Daniel Trilling is a widely published journalist, author and editor based in London.
He is a regular contributor to the Guardian’s Long Read and the London Review of Books, and has written for a range of publications including the New York Times, Financial Times and Al-Jazeera English.
He specialises in long-form reported journalism on human rights and politics, particularly migration and identity. His profile of the UK’s Home Office was shortlisted for the Orwell Prize in 2022, and his contribution to the reported essay collection Broke: Fixing Britain’s Poverty Crisis was shortlisted for the Orwell in 2023. His 2018 book, Lights in the Distance: Exile and Refuge at the Borders of Europe, was based on five years of reporting from multiple countries and told the story of Europe’s refugee crisis from the perspective of the people at its sharp end. His first book, Bloody Nasty People: The Rise of Britain’s Far Right (2012), investigated the revival of fascist politics in the 21st century.

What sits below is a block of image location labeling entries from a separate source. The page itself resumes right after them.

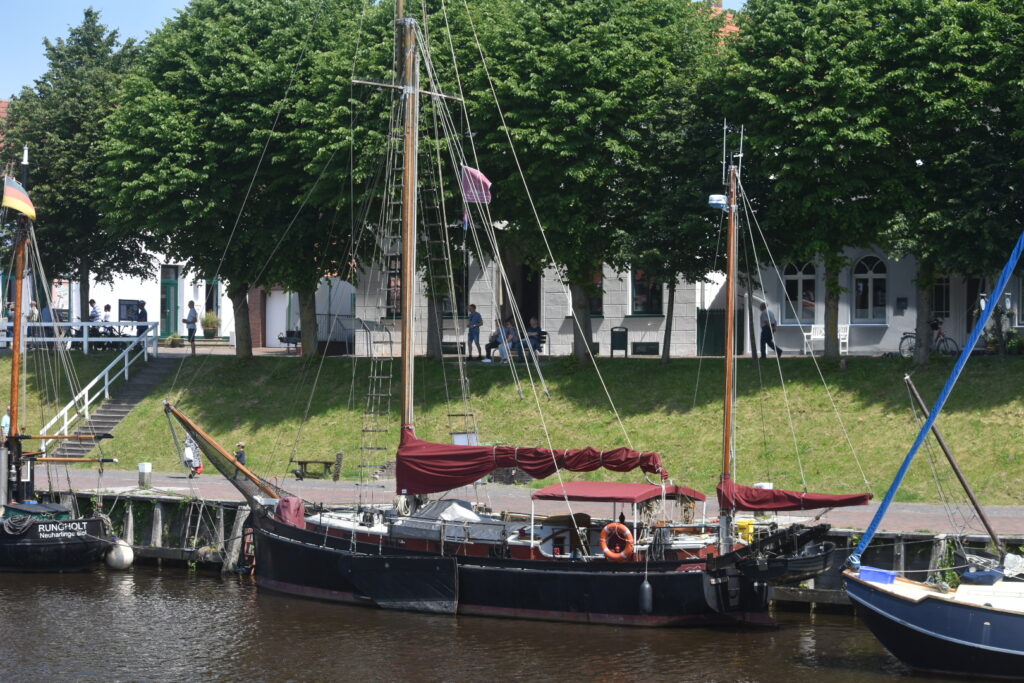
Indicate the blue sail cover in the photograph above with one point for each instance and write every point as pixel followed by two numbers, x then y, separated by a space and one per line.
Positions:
pixel 1008 270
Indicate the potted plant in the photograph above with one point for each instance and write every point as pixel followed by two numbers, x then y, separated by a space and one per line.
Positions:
pixel 211 325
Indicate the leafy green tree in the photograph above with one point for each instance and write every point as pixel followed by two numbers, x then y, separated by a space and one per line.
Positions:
pixel 60 119
pixel 809 87
pixel 589 89
pixel 209 153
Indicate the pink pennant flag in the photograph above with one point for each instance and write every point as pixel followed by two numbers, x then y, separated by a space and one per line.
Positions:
pixel 475 186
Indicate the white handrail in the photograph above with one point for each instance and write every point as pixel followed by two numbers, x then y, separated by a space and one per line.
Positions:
pixel 78 407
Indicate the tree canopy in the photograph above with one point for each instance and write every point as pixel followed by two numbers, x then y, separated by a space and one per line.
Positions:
pixel 60 119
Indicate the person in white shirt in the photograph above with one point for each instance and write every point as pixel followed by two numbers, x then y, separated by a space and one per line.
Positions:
pixel 768 325
pixel 189 322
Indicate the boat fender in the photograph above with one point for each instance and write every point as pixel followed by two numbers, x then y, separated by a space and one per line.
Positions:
pixel 622 531
pixel 120 556
pixel 646 597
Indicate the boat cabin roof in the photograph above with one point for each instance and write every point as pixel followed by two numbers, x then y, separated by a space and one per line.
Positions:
pixel 611 492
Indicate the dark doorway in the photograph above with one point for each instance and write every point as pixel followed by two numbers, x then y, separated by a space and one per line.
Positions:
pixel 528 298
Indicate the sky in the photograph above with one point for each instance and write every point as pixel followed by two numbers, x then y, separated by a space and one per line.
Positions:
pixel 29 22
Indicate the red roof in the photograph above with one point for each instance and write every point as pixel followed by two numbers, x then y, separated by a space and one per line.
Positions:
pixel 610 492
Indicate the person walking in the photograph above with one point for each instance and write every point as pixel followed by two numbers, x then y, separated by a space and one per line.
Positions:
pixel 189 322
pixel 141 316
pixel 768 327
pixel 474 324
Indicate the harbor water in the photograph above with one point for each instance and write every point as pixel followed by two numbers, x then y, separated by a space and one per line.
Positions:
pixel 170 625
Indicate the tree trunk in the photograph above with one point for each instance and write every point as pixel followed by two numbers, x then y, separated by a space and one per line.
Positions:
pixel 434 328
pixel 307 323
pixel 243 333
pixel 582 331
pixel 667 345
pixel 83 290
pixel 924 285
pixel 833 290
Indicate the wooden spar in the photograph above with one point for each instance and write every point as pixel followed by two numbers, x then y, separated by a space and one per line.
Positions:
pixel 15 360
pixel 956 470
pixel 411 81
pixel 730 314
pixel 242 468
pixel 725 515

He learned many of his most important writing skills by editing other people’s work – first, as an assistant editor at the New Statesman; then as editor-in-chief of New Humanist. Today, he works on various teaching and mentoring projects, including as an associate lecturer in journalism at London College of Communication, University of the Arts London, where he helps run the Refugee Journalism Project, a course for exiled media workers in the UK. Currently, Daniel is thinking about the limits of journalistic storytelling, as well as its strengths. To that end, Granta magazine published “A Place that Belongs to Us”, an essay in fragments, in 2022.